No está, por definición, lo relevante en el centro. Los hulahoops más frenéticos pueden ser los más lejanos. Giremos, seamos derviches para vincularnos a periferias más remotas, más deseables. Nuestro ombligo, sobre el que pivotan las cotas de nivel de nuestro empuje, ha de ser mero instrumento, flor mecánica.
El grado de periferia invisible que tenemos en vilo, que nos nutre, depende de nuestra capacidad de alcance: hoy, un alcance de palma ambiciosa, hacia el exterior; mañana, uno limitado, un alcance de seco embrión ensimismado.
¡Giremos, giremos, giremos! No seamos malhadados puntos muertos, seamos camelias centrifugadoras que ocupan el jardín con oleadas de pétalos que se desprenden en castrense formación de ondas de wifi; emitamos mensajes radiales; radiemos velcros, pegajosos globos sonda y bumerangs colibrí que liben, a fondo, en nuestro nombre.
Primero hallaremos los círculos más cercanos a nuestra cintura, los más estrechos, los poco cimbreantes, los controlables: la mesa de la cocina, el barrio memorizado y otras zonas trilladas, como el terreno de las decisiones tomadas y las sendas en espiral de los entuertos presentes. Luego se sucederán las circunvalaciones urbanas, los cinturones empresariales, los trigos mesetarios, el mar de verdad, el extranjero, la ficción conocida y la por conocer… y el mar de dudas, la última periferia.
Anclada, pero no inmóvil, giro para abarcar, todo rozando. En uno de mis giros, vuelo de falda que refresca mi ignorancia, descubro que «peri» es el nombre que recibe un hada hermosa y bienhechora en la mitología pérsica y que «feérica» significa perteneciente o relativo a las hadas. Me he metido en harina con las periferias… el concepto hada me repliega… pero la feliz coincidencia temática me permite un nuevo giro e invento en directo, ahora mismo, la palabra «perifeérica»: un neologismo que me place. Lo adopto. Es buen lubricante para el cigüeñal de mi cuento. Prosigo.

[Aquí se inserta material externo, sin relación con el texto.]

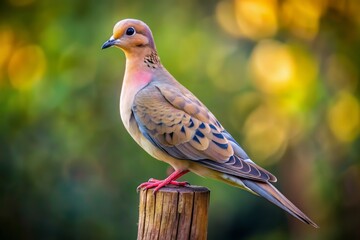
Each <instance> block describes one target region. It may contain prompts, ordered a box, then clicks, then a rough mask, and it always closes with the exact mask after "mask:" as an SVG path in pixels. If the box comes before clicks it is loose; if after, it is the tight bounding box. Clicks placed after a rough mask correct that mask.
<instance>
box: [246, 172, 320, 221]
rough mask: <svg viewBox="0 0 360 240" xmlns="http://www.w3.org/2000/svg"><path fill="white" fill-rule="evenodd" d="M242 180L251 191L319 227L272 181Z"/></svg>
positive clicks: (301, 220)
mask: <svg viewBox="0 0 360 240" xmlns="http://www.w3.org/2000/svg"><path fill="white" fill-rule="evenodd" d="M241 182H242V183H243V184H244V185H245V186H246V187H247V188H248V189H250V190H251V191H253V192H255V193H256V194H258V195H260V196H262V197H264V198H265V199H267V200H268V201H269V202H271V203H273V204H275V205H277V206H278V207H280V208H282V209H283V210H285V211H286V212H288V213H289V214H291V215H293V216H294V217H296V218H297V219H299V220H300V221H302V222H304V223H307V224H309V225H311V226H313V227H315V228H318V227H319V226H318V225H316V223H314V222H313V221H312V220H311V219H310V218H309V217H308V216H306V215H305V214H304V213H303V212H302V211H301V210H300V209H298V208H297V207H296V206H295V205H294V204H293V203H292V202H290V201H289V200H288V199H287V198H286V197H285V196H284V195H283V194H282V193H280V192H279V191H278V190H277V189H276V188H275V187H274V186H273V185H272V184H271V183H268V182H259V181H253V180H246V179H241Z"/></svg>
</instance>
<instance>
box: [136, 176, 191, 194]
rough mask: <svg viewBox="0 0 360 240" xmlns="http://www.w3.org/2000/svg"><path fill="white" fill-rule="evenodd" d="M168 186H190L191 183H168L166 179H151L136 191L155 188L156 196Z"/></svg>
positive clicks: (169, 182)
mask: <svg viewBox="0 0 360 240" xmlns="http://www.w3.org/2000/svg"><path fill="white" fill-rule="evenodd" d="M166 185H174V186H188V185H190V184H189V182H178V181H166V179H165V180H158V179H154V178H150V179H149V181H147V182H144V183H142V184H140V185H139V186H138V187H137V188H136V190H137V191H139V190H140V189H143V190H147V189H150V188H155V189H154V194H155V193H156V192H157V191H158V190H160V189H161V188H162V187H165V186H166Z"/></svg>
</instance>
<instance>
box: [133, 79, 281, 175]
mask: <svg viewBox="0 0 360 240" xmlns="http://www.w3.org/2000/svg"><path fill="white" fill-rule="evenodd" d="M132 112H133V114H134V118H135V120H136V122H137V124H138V126H139V129H140V131H141V133H142V134H143V135H144V136H145V137H146V138H147V139H148V140H149V141H151V142H152V143H153V144H154V145H155V146H157V147H158V148H160V149H162V150H163V151H165V152H167V153H168V154H169V155H171V156H172V157H175V158H178V159H186V160H192V161H197V162H198V163H200V164H203V165H206V166H207V167H209V168H211V169H213V170H216V171H219V172H223V173H227V174H230V175H234V176H238V177H243V178H249V179H255V180H260V181H276V178H275V176H273V175H272V174H271V173H269V172H268V171H266V170H265V169H263V168H261V167H259V166H257V165H256V164H255V163H254V162H252V161H251V160H250V159H248V157H247V155H246V153H245V152H244V151H243V150H242V149H241V147H240V146H239V145H238V144H237V143H236V141H235V140H234V139H233V138H232V137H231V135H230V134H229V133H228V132H226V131H225V129H224V128H223V127H222V126H221V124H220V123H219V122H218V121H217V120H216V118H215V117H214V115H213V114H212V113H211V112H210V111H209V110H208V109H207V108H206V107H205V106H204V105H203V104H202V103H201V102H200V101H199V100H198V99H197V98H196V97H195V96H194V95H192V94H191V93H190V92H189V91H188V90H186V89H185V88H184V87H182V86H181V85H178V86H174V85H170V84H152V83H150V84H149V85H147V86H146V87H145V88H143V89H142V90H141V91H139V92H138V93H137V94H136V96H135V99H134V104H133V106H132Z"/></svg>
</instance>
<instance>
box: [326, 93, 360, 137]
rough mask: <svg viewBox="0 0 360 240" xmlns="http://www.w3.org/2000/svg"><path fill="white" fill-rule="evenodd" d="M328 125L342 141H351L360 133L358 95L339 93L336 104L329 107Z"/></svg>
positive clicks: (330, 128) (346, 93)
mask: <svg viewBox="0 0 360 240" xmlns="http://www.w3.org/2000/svg"><path fill="white" fill-rule="evenodd" d="M327 121H328V125H329V127H330V129H331V131H332V133H333V134H334V135H335V137H336V138H337V139H338V140H339V141H341V142H351V141H353V140H354V139H355V138H356V137H357V136H358V135H359V129H360V126H359V125H360V105H359V101H358V99H357V98H356V97H354V96H353V95H352V94H350V93H349V92H345V91H342V92H340V93H339V94H338V96H337V98H336V99H335V102H334V104H332V105H331V106H330V107H329V109H328V114H327Z"/></svg>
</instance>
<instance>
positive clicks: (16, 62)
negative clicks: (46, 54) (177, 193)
mask: <svg viewBox="0 0 360 240" xmlns="http://www.w3.org/2000/svg"><path fill="white" fill-rule="evenodd" d="M45 69H46V59H45V54H44V52H43V50H42V49H41V48H40V47H39V46H37V45H28V46H25V47H22V48H19V49H17V50H16V51H15V52H14V54H13V55H12V56H11V58H10V62H9V65H8V75H9V79H10V83H11V85H12V86H13V87H14V88H16V89H19V90H23V89H29V88H31V87H32V86H33V85H34V84H35V83H36V82H38V81H39V80H40V79H41V78H42V77H43V75H44V73H45Z"/></svg>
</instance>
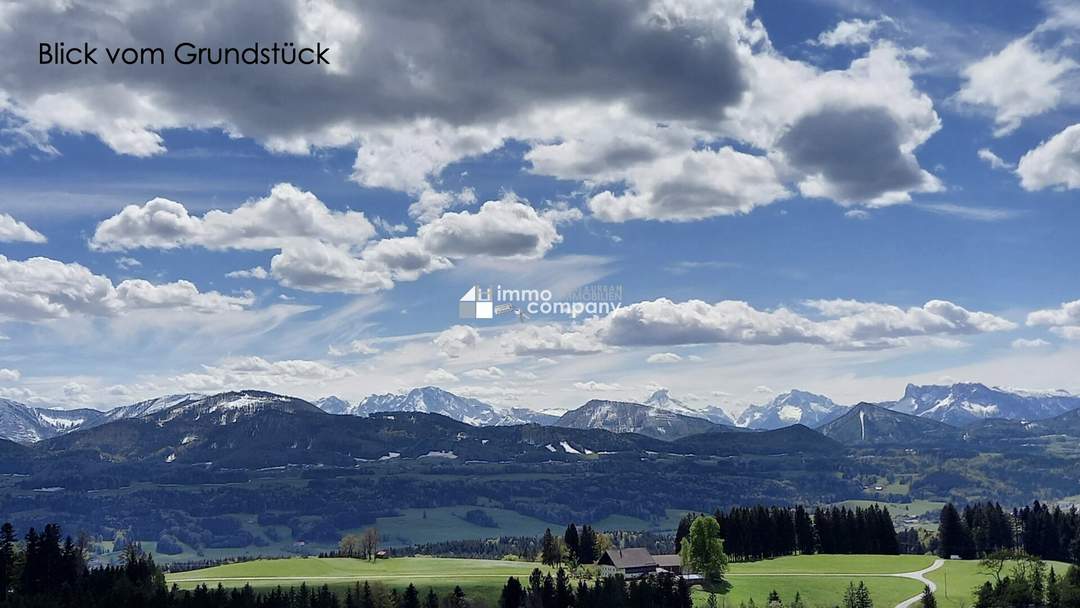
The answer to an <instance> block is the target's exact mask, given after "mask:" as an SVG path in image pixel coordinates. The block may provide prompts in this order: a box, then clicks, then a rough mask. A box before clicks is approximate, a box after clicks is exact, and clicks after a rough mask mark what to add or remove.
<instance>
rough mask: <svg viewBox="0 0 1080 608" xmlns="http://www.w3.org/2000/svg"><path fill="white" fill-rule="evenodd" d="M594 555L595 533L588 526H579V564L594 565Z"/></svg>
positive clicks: (597, 556) (595, 540)
mask: <svg viewBox="0 0 1080 608" xmlns="http://www.w3.org/2000/svg"><path fill="white" fill-rule="evenodd" d="M597 557H598V556H597V555H596V532H594V531H593V528H592V526H589V525H588V524H586V525H584V526H581V539H580V541H579V542H578V562H579V563H581V564H594V563H595V562H596V559H597Z"/></svg>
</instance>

¡Ah, las periferias perifeéricas! (generalmente, concéntricas, en ocasiones, secantes) tienen también mimbres de tela de araña (que puede ser tensa, que puede ser laxa), pero su estructura nos sostendrá siempre, aunque, si reducimos su influjo, si dejamos de creer que son sostén necesario, se aflojarán, y temblarán tanto nuestras firmezas que temeremos caer en el abismo de nuestro hipocentro.
Así, lo más sencillo es ubicarme sobre un centro circunstancial, pero firme y cartografiado: esta ciudad, esta casa, este escritorio, por ejemplo, y considerarme solo un modesto punto de partida sobre el que pivotará esta vida exigua, condensada, austera en ambiciones. Con tanto revolverme sobre mí misma, sobre el hueco que soy, peonza centrada en bien temblar, alcanzaré cada vez más encantadoras periferias. Tendré una vida con patas cortas, pero de largo alcance. Perifeérica, seguiré contando.